También tenemos ranas y sapos por nuestras estepas y secarrales.
Es el caso del sapo de espuelas (Pelobates cultripes), cuyos renacuajos son tan grandes que casi parecen peces. Su gran voracidad hasta hace que algún avispado ahorrador los utilice para limpiar de algas las piscinas.
En los periodos de sequía estos sapos se entierran en el fondo de las charcas esperando que llegue otra vez la lluvia. A veces tarda años en hacerlo, no quedando rastro de agua ni de vida acuática asociada; así que cuando de nuevo la charca se llena de agua, los sapos se desentierran para aprovechar el breve lapso de tiempo de inundación antes de que vuelva otra vez la sequía.
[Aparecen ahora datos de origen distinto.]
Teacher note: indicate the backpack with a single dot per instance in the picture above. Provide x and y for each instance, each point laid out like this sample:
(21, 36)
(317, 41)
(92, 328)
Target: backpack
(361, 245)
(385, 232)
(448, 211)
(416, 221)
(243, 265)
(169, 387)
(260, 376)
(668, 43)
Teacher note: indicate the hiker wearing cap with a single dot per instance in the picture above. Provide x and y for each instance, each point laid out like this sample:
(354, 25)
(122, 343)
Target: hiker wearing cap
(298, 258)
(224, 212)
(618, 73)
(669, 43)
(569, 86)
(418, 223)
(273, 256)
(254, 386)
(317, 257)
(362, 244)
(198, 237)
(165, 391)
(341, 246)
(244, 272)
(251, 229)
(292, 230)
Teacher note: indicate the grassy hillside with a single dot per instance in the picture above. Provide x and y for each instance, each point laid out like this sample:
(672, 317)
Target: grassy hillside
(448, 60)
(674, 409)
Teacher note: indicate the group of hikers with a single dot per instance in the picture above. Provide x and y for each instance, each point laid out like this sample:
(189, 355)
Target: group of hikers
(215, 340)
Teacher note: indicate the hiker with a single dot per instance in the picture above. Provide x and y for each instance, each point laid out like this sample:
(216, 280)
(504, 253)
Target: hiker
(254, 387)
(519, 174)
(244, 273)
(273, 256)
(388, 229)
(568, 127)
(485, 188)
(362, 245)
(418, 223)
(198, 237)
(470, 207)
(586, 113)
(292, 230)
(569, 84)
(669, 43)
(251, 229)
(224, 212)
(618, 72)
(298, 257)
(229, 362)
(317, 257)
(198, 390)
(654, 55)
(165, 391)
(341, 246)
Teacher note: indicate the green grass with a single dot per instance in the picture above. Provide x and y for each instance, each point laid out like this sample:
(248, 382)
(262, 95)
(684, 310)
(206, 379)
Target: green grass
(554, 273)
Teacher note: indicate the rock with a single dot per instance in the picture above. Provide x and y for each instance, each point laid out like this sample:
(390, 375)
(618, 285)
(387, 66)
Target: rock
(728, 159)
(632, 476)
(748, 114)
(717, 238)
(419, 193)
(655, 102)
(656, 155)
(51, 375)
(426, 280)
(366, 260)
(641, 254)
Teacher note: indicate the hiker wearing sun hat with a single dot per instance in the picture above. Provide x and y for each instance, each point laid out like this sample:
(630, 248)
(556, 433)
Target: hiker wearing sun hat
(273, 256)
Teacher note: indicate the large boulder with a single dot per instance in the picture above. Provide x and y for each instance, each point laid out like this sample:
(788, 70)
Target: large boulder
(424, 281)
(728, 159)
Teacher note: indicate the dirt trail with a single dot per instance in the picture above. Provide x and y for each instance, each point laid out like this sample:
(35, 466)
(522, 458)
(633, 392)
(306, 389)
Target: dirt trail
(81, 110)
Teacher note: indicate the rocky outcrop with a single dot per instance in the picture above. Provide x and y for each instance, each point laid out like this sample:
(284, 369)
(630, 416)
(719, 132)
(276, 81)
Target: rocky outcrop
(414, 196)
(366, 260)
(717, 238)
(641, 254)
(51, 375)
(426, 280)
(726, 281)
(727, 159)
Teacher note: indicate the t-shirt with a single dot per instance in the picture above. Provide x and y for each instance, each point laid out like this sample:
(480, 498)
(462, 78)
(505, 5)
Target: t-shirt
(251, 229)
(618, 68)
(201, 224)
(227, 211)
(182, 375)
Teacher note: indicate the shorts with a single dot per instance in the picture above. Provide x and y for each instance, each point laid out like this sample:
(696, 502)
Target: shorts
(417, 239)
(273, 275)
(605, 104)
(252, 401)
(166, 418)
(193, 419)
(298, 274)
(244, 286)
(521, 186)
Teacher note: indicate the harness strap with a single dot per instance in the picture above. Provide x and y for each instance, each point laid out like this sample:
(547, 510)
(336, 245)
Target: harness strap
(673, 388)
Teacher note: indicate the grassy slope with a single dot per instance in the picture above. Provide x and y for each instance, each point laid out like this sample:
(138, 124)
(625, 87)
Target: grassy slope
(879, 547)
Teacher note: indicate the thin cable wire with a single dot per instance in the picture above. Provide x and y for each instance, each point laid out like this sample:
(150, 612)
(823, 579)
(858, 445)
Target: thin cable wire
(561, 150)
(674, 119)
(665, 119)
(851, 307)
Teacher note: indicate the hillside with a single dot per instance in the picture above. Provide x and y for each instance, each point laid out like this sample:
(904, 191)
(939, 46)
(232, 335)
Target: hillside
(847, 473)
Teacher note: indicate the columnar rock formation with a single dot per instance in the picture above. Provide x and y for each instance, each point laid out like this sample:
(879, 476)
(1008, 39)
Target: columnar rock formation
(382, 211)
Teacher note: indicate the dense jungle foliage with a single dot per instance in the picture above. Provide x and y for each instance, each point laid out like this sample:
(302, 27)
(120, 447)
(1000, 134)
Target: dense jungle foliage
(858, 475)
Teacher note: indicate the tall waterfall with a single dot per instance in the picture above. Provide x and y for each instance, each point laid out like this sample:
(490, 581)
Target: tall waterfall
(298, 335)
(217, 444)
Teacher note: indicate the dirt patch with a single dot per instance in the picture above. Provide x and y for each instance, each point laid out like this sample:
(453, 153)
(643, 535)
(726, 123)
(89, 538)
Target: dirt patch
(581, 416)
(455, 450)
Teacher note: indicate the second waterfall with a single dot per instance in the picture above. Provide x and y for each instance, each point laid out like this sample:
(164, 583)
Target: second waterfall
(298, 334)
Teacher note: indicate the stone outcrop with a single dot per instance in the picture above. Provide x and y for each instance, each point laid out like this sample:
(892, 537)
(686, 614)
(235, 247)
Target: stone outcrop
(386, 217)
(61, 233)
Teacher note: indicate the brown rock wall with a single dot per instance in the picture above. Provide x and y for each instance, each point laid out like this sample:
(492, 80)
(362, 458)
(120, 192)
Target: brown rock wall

La memoria es corta, de repente en medio de la nada aparece una charca llena de sapos, ya nadie se acuerda de que allí hubo vida. Ni nadie se plantea el que pudiesen haber estado enterrados tantos años. Esto nos lleva a la creencia de que han llovido ranas, o que han recorrido numerosos kilómetros durante la noche desde el punto de agua más cercano, o que las dejó caer un hidroavión apagando un incendio.
Los que recuerden las plagas bíblicas de Egipto del catecismo de su juventud aquí tienen la laica respuesta.